The measure was passed by a vote of 94-20 - well beyond the two-thirds majority needed for final approval. The same bill had already cleared the Senate, sending the legislation to Governor Nikki Haley for her signature. The Republican governor has called for the flag to come down after the June 17 killings of nine black worshippers during an evening Bible study class at the Emanuel African Methodist Episcopal Church in Charleston. Dylann Roof, the 21-year-old man charged in the killings, had been photographed before the attack with the Confederate flag, which for many is seen as a symbol of hate and racism rather than regional heritage.
"It is a new day in South Carolina, a day we can all be proud of, a day that truly brings us all together as we continue to heal, as one people and one state," Haley wrote after the vote. She was expected to sign the bill into law at 4:00 pm (2000 GMT). She then has 24 hours to take down the flag, which will be moved to a nearby museum. Haley praised lawmakers for voting to remove the divisive banner - a move that just a month ago would have been nearly unthinkable in the state known as the birthplace of the Confederacy.
The vote in the South Carolina House came after more than 13 hours of heated debate, with opponents of the flag defeating a raft of amendments intended to slow down passage of the measure.
"I cannot believe that we do not have the heart in this body to do something meaningful, such as take a symbol of hate off these grounds on Friday," said Republican Representative Jenny Horne, at times fighting back tears. For 15 years, the flag has flown alongside a Confederate memorial on the manicured lawn of the Republican-dominated legislature in the southern state where the Civil War erupted in 1861.
But long-standing calls for the removal of the banner were rekindled after the killings in Charleston.

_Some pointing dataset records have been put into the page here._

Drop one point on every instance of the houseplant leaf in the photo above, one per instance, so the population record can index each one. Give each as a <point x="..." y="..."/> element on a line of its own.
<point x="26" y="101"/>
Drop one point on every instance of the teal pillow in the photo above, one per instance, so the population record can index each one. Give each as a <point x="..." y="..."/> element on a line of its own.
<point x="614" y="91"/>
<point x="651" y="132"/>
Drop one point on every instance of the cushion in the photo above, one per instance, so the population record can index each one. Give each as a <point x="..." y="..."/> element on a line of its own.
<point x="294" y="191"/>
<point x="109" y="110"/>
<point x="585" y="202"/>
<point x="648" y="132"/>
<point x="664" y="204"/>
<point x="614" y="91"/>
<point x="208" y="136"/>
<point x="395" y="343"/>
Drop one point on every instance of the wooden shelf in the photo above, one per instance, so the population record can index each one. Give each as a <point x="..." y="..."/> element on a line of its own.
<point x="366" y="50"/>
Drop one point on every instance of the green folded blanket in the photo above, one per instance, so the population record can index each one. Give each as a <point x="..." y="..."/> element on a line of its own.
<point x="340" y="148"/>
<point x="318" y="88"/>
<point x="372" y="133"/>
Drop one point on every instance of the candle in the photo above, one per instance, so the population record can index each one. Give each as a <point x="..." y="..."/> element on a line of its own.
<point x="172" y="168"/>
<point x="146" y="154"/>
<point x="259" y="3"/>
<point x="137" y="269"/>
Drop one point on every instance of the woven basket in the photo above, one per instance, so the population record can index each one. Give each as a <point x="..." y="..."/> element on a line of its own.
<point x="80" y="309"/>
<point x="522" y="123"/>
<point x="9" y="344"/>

Following last month's shooting, the Confederate flag has already come down outside the Alabama state legislature, and several major retailers across the United States have said they will no longer sell flag-related merchandise. "It's been a long time coming but I always felt this day would come," tweeted James Clyburn, a long-time member of the US House from South Carolina, who is African American. Members of the white supremacist Ku Klux Klan are nevertheless planning a pro-flag rally in the state capital Columbia on July 18.